La seguridad digital es un juego constante de gato y ratón, y los ciberdelincuentes acaban de lanzar una jugada maestra dirigida directamente a los usuarios mexicanos. Un análisis de la firma de ciberseguridad ESET detectó una campaña activa de smishing (suplantación por SMS) que se hizo pasar por una de las principales empresas de telefonía del país, con un único objetivo: vaciar las cuentas bancarias de sus víctimas.
El engaño, detectado durante marzo y principios de abril, comenzaba con un inocente mensaje de texto. El gancho era tentador: un supuesto canje de puntos acumulados por productos como celulares de última generación o smartwatches. ¿Quién no revisaría un mensaje que promete un premio por ser cliente fiel? Ahí radicaba el peligro. El enlace incluido, que a primera vista parecía legítimo, dirigía a un sitio web fraudulento meticulosamente clonado, donde se solicitaba información financiera sensible para “procesar el envío”.
David González, investigador de seguridad informática de ESET, explica la gravedad del caso: “Este ejemplo muestra cómo los ciberdelincuentes combinan suplantación de identidad con manipulación psicológica. Aprovechan la confianza en una marca conocida y la emoción de un premio gratuito para comprometer la seguridad de un usuario en cuestión de minutos”. El sitio fraudulento ya fue deshabilitado, pero la técnica sigue siendo una amenaza latente.
Así operaba la estafa, paso a paso
La campaña estaba estructurada en etapas diseñadas para generar confianza progresivamente. La primera era un SMS con un enlace que imitaba la URL oficial de la telefónica, pero con un error mínimo: cambiaban la letra “l” por una “i”. Un detalle que, en una pantalla pequeña o con un descuido, pasaba desapercibido.
Al hacer clic, la víctima llegaba a una página espejo casi idéntica a la real, con logos y colores oficiales. Allí se le pedía “verificar” sus datos personales y, posteriormente, ingresar información de tarjetas de crédito o débito para supuestamente cubrir un gasto de envío mínimo o verificar la identidad. En ese momento, toda la información caía directamente en manos de los estafadores.
¿Cómo protegerse?

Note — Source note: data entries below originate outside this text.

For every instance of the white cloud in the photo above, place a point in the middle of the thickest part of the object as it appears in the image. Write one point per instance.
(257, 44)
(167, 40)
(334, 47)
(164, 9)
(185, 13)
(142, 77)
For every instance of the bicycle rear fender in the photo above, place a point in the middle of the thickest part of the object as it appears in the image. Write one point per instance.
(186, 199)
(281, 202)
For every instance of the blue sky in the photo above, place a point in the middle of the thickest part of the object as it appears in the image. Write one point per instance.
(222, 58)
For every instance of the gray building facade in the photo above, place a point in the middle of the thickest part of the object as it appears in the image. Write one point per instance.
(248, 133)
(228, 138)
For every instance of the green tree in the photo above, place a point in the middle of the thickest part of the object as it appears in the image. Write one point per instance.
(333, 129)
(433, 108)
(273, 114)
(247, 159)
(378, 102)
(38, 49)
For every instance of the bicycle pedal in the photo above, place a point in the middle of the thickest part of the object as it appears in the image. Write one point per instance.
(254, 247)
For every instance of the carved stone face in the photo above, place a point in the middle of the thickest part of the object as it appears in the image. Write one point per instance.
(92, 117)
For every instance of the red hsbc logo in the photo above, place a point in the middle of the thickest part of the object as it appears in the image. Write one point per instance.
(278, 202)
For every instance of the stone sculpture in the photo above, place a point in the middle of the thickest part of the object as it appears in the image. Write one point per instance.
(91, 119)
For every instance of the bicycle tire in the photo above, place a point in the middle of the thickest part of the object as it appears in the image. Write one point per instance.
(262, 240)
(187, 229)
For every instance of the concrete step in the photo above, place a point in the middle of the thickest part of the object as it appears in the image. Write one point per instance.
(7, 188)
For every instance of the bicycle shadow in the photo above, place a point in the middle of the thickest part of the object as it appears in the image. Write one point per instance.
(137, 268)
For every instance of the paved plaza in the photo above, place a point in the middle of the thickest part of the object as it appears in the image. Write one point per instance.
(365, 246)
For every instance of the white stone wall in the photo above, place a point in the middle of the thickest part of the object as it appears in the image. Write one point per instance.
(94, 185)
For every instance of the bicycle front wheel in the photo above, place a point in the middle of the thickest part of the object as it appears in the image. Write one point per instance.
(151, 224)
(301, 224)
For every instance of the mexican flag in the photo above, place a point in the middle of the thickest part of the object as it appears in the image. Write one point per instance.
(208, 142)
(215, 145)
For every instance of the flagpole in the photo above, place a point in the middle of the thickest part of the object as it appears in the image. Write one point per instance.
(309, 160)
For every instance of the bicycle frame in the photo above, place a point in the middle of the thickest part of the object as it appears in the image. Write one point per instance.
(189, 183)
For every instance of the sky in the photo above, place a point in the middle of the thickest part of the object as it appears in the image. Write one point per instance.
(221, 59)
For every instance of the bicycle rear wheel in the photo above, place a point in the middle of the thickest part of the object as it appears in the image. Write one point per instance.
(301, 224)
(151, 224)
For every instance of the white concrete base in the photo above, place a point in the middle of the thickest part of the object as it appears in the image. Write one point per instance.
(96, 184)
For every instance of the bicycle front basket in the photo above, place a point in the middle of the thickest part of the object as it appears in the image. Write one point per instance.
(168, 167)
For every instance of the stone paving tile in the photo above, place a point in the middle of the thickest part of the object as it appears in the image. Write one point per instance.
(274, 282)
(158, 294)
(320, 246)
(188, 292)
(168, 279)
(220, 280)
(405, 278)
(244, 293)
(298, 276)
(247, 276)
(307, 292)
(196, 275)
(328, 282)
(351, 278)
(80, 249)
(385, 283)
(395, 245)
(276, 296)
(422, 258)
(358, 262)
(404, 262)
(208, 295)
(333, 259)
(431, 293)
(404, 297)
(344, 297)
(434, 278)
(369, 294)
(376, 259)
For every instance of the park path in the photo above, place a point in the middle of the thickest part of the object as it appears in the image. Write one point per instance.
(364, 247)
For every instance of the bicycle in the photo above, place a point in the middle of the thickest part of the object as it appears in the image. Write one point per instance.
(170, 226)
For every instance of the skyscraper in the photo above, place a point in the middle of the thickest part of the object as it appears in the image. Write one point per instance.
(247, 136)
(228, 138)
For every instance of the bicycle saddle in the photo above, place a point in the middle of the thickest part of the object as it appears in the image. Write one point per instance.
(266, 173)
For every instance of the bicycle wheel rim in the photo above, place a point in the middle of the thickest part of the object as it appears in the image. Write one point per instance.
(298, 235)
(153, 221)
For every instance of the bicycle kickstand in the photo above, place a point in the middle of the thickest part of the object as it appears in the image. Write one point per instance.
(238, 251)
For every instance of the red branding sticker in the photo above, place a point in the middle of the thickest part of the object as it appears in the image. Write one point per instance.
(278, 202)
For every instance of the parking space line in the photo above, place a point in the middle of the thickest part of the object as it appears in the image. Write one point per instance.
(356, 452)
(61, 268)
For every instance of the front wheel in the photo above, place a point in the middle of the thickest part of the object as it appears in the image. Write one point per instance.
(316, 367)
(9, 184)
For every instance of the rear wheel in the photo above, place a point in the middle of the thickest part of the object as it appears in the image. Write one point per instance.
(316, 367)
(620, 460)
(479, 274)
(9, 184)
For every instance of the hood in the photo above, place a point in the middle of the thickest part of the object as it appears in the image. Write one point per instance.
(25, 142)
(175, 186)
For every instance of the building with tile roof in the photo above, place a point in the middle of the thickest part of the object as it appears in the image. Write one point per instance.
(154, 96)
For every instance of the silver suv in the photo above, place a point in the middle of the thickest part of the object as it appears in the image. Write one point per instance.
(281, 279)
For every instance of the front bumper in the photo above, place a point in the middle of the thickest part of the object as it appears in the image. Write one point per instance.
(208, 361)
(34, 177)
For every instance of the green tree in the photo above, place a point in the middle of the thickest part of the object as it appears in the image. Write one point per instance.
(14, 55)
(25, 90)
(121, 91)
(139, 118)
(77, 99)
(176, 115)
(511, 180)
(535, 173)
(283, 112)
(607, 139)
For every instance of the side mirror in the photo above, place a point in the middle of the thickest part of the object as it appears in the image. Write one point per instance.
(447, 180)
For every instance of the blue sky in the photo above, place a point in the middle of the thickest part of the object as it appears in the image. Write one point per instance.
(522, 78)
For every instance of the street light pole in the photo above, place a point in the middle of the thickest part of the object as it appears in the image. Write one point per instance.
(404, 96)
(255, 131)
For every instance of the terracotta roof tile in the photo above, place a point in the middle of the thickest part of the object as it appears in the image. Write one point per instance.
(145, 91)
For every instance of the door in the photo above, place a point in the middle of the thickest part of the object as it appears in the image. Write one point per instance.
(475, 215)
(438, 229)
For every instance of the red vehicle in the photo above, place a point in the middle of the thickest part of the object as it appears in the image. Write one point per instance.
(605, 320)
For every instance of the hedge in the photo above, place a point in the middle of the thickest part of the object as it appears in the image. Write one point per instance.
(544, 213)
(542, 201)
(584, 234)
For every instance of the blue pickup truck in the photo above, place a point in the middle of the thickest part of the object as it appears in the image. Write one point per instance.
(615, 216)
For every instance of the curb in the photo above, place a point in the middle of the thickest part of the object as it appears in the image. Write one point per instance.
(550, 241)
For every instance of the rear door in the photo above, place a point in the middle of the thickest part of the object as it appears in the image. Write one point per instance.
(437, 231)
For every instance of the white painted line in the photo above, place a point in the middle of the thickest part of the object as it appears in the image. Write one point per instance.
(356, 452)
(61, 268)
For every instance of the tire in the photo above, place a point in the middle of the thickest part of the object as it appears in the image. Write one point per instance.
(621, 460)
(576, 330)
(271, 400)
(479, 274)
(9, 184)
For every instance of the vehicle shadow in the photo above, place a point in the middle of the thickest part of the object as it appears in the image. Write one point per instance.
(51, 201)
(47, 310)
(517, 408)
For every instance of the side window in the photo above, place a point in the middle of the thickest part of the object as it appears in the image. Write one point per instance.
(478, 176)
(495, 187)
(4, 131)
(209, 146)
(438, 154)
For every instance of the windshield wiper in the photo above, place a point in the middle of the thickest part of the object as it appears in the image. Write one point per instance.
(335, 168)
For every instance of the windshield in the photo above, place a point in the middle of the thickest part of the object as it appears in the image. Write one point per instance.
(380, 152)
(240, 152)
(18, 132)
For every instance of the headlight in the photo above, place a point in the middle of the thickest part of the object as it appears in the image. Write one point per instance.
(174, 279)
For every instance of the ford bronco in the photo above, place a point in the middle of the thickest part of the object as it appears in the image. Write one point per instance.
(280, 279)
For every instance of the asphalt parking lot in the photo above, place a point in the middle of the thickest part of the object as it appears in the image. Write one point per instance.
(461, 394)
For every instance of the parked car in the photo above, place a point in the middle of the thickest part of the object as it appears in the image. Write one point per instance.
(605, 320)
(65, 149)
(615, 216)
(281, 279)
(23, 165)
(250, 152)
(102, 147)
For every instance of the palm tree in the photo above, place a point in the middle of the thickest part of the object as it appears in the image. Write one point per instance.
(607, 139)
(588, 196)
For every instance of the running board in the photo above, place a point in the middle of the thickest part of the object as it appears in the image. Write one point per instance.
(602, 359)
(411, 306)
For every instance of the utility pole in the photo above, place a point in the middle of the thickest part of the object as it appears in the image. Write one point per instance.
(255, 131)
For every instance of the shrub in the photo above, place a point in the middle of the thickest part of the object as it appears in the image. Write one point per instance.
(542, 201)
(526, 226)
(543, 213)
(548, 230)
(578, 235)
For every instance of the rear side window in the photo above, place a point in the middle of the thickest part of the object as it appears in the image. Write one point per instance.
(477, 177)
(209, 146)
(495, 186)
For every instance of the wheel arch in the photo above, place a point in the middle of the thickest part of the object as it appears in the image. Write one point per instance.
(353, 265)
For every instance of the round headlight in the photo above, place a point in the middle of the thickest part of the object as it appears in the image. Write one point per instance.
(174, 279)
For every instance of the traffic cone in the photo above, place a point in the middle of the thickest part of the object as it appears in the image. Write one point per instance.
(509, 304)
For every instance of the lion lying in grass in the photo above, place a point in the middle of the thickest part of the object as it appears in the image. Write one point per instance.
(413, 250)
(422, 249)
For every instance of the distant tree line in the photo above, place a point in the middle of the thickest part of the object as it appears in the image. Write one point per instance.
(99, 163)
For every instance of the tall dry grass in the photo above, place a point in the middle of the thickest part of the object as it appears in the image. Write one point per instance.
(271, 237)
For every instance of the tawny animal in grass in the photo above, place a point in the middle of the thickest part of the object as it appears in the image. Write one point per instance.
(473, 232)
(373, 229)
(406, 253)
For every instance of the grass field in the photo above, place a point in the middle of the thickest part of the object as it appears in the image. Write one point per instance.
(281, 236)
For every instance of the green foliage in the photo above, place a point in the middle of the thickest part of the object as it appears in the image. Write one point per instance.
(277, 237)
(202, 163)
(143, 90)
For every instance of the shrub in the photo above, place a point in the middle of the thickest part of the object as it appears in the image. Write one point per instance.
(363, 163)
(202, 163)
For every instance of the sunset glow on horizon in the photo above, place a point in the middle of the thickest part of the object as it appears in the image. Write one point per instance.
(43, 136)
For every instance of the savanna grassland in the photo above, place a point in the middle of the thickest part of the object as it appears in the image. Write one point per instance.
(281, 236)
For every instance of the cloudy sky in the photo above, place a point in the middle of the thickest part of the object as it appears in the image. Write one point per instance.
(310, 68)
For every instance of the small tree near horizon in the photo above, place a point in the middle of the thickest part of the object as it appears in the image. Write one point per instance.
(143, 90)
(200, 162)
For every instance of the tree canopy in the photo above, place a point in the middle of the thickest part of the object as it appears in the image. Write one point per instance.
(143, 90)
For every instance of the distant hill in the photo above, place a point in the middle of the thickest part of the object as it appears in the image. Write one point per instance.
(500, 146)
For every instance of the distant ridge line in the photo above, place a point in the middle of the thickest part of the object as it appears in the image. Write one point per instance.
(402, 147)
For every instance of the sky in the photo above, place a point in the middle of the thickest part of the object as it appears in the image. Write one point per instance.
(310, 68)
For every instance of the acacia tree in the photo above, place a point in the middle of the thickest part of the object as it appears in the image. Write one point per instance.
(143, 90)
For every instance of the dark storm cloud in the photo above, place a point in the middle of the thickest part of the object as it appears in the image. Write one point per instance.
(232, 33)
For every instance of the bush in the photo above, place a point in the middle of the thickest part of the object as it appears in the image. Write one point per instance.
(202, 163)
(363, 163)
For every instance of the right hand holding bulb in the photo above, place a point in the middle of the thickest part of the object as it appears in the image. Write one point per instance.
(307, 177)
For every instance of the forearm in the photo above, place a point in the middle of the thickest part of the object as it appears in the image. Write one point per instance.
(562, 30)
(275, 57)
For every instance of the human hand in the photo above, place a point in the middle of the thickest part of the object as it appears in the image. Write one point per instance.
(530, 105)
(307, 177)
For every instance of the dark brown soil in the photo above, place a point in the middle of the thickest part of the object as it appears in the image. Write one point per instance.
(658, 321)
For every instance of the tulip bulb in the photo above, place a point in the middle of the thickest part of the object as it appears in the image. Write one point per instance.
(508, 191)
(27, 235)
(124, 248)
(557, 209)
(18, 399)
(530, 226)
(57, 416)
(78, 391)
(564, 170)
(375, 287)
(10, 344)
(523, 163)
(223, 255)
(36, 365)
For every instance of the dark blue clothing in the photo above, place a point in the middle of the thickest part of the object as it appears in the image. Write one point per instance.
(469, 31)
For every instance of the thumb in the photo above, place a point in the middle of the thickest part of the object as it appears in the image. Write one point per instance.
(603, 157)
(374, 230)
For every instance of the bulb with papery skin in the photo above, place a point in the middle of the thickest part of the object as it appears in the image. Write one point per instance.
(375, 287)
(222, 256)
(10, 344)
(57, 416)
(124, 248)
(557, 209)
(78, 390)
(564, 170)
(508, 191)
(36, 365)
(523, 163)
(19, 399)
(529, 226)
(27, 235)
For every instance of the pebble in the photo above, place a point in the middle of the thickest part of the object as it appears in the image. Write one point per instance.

Los expertos de ESET son claros: desconfía es la palabra clave. Nunca hagas clic en enlaces de SMS o correos que prometan premios inesperados, incluso si parecen venir de una empresa legítima. Verifica directamente en la app o página web oficial (escribiendo la URL tú mismo) si tienes puntos o promociones pendientes. Las empresas serias nunca te pedirán datos financieros completos por mensaje de texto para canjear un premio. Si algo suena demasiado bueno para ser verdad, especialmente en el mundo digital, es casi seguro que es una trampa.
En la era donde nuestro teléfono es nuestro banco, nuestra consola y nuestra conexión social, este tipo de ataques son más peligrosos que nunca. Mantenerse alerta y aplicar un escepticismo saludable ante ofertas milagrosas es la mejor capa de protección que podemos activar. La batalla por la seguridad no está en firewalls complejos, sino en ese momento de pausa antes de hacer clic.